Thinking

The Investment Theory of Party Competition

Investment

In 1957, Anthony Downs published “An Economic Theory of Political Action in a Democracy” in the Journal of Political Economy. In that paper he laid out what came to be called the Downsian model of political competition. According to this model, political entrepreneurs seeking office position themselves in the spectrum of policy in order to appeal to a sufficiently large set of voters so as to win the election. The central result of this theory is the Median Voter Theorem: policies of a democratic state will reflect the preferences of the median voter. This is usually formulated in terms of the provision of a given public good. Voter preferences are expected to be normally distributed around a median value. Political parties competing for votes will therefore converge to the median value.
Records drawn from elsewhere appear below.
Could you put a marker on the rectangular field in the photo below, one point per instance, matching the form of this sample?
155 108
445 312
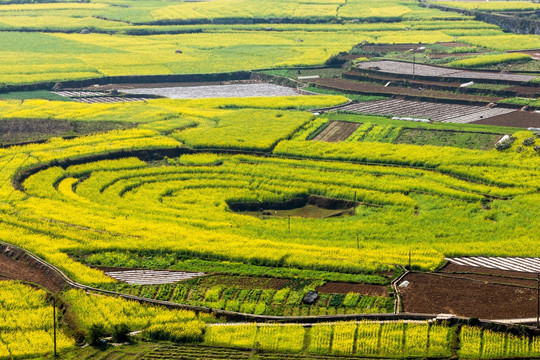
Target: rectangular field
404 68
435 112
337 131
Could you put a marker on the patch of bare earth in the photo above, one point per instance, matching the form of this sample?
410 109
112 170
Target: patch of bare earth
337 131
18 270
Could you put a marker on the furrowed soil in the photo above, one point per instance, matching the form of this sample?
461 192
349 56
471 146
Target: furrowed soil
337 131
35 130
345 288
246 282
471 291
468 140
374 89
522 119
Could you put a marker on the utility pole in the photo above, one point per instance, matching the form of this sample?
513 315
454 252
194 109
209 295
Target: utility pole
414 63
54 326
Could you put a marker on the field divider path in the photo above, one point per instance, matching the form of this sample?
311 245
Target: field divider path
397 303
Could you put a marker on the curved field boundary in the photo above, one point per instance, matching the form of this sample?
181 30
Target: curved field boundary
158 154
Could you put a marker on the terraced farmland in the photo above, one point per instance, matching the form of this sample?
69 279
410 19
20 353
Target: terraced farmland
453 113
421 70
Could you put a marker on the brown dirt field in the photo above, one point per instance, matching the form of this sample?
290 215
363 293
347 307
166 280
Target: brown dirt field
337 131
522 119
473 292
344 288
372 89
15 270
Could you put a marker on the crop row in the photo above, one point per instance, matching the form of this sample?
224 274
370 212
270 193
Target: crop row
342 338
182 204
282 302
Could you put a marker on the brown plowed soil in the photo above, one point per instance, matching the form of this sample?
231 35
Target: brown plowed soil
372 89
15 270
344 288
473 292
522 119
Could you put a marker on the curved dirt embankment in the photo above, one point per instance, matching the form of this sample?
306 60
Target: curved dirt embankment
17 265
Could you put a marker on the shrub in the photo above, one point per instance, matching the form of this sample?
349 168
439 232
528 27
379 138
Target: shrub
336 300
95 333
120 333
505 143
There are obviously many small bore critiques one can immediately level at the Downsian model. Voter preferences are unlikely to be known to politicians, one-dimensional policy spectrums are unsuitable for analyzing electoral politics, and so on and so forth. Such criticisms may be valid, however, they accept the fundamental premise of the Downsian model. Namely, that political entrepreneurs position themselves in the spectrum of voters’ policy preferences, and appeal, primarily and exclusively, to voters. We have here the equivalent of the myth of perfect competition in the political sphere.
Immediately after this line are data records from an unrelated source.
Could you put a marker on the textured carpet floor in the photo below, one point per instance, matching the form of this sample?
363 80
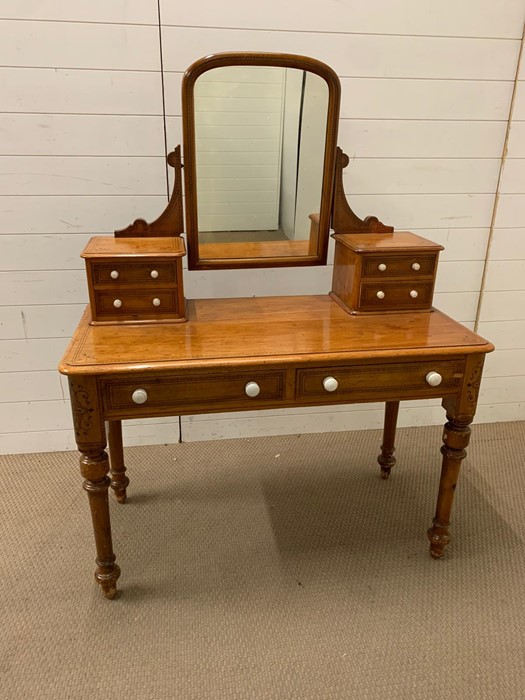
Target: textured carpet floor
278 567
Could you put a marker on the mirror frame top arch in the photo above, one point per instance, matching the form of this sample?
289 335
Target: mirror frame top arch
281 60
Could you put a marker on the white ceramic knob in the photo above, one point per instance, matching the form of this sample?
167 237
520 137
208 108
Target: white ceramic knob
434 378
330 383
252 389
140 396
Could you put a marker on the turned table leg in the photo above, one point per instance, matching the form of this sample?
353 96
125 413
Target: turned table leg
119 480
456 437
90 436
94 467
386 459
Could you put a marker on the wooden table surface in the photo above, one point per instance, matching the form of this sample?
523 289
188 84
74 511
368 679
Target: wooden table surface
226 331
296 351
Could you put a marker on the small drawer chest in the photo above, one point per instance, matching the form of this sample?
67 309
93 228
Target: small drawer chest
134 280
382 272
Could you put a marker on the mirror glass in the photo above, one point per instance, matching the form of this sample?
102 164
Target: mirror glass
260 135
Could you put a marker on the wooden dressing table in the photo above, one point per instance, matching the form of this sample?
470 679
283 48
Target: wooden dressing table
218 355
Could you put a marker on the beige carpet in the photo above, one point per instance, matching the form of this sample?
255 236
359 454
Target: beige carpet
278 567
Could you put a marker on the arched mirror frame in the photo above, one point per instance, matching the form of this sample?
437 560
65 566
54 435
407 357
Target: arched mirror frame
280 60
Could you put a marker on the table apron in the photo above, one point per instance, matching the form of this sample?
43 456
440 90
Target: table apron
217 390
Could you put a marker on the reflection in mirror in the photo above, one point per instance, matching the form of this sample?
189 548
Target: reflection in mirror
260 136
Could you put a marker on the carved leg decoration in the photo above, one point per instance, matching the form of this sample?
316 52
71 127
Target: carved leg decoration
386 459
119 480
456 438
94 467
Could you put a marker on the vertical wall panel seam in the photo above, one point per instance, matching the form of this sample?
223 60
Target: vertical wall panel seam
164 125
498 185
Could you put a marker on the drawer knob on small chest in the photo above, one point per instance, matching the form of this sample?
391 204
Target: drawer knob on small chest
330 383
140 396
252 389
434 378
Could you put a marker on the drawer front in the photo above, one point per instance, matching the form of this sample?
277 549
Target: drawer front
134 273
201 392
411 266
400 379
374 296
119 305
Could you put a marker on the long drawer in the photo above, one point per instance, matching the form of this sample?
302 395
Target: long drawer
363 382
172 393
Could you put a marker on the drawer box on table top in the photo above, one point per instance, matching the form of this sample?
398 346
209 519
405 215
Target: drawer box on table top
134 280
378 273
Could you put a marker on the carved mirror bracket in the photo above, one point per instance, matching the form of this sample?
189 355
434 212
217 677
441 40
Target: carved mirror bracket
344 220
171 221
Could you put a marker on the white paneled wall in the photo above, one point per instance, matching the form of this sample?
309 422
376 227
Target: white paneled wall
88 91
502 306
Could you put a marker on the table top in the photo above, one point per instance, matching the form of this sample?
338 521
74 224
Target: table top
263 330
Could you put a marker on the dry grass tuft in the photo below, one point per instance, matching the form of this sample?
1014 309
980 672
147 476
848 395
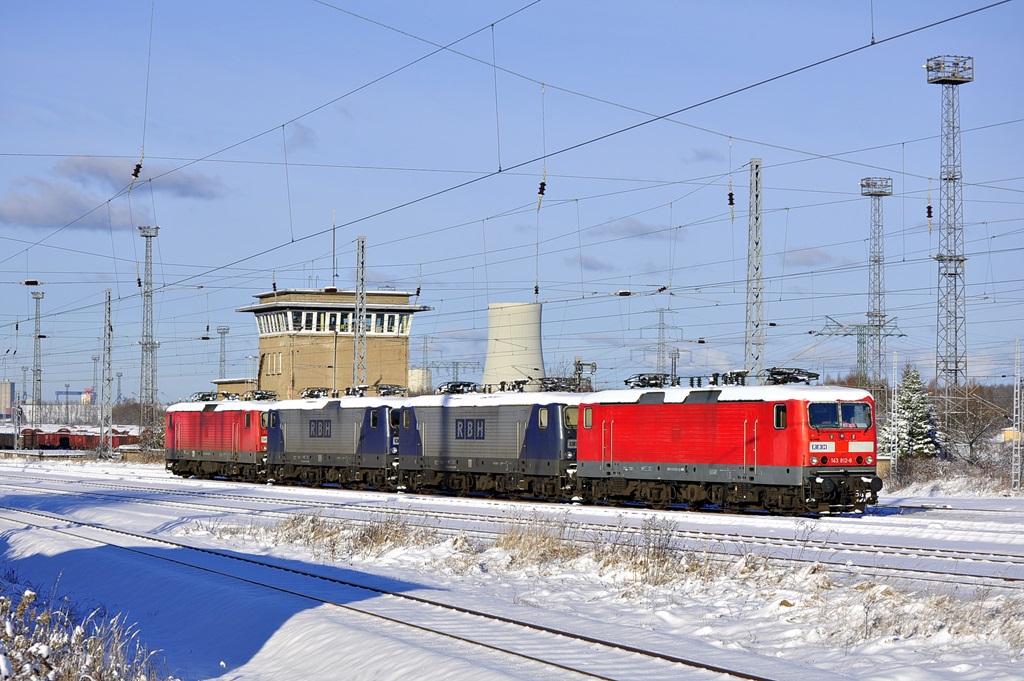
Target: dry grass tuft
42 641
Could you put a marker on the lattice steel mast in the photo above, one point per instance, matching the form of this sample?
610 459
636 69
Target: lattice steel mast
147 390
107 383
359 323
37 362
950 354
1015 469
877 187
755 337
223 350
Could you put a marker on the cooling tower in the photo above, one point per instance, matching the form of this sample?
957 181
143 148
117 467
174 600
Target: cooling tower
513 344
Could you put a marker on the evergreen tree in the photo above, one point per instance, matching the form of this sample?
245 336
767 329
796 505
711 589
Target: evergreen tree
911 431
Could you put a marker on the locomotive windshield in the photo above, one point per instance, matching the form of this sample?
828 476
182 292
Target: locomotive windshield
840 415
571 417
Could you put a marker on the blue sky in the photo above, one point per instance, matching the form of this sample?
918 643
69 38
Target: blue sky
427 127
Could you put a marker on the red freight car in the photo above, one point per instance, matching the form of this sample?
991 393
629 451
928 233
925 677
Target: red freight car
791 449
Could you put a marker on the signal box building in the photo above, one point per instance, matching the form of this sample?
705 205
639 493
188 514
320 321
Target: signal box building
307 339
Thomas Ferguson proposed an alternative that he calls the investment theory of party competition.[1] In this model, candidates for political office and political parties appeal not to voters, but to investors, who are the fundamental constituency. According to Ferguson, “parties are more accurately analyzed as blocs of major investors who coalesce to advance candidates representing their interests.” The policy platforms of political parties reflect the interests of major investors, and which minor investor-voters are virtually incapable of affecting, save in the negative sense of voting “no confidence”. As the cost of political campaigns have skyrocketed in the era of tele-democracy, the logic of money driven political systems has become more and more applicable. The investment theory expects that whole areas of policy will not be contested. This will occur as a matter of routine because major investors across parties may have virtually identical preferences on many policy issues. Since major investors will all hail from the upper classes and the bulk of the voters from the popular masses, the theory expects a sharp bias in public policy towards the rich wherever class interests are at stake. Once the central implications of this theory are digested a revised approach to party systems and critical realignments immediately becomes available. Several of these can be distinguished historically.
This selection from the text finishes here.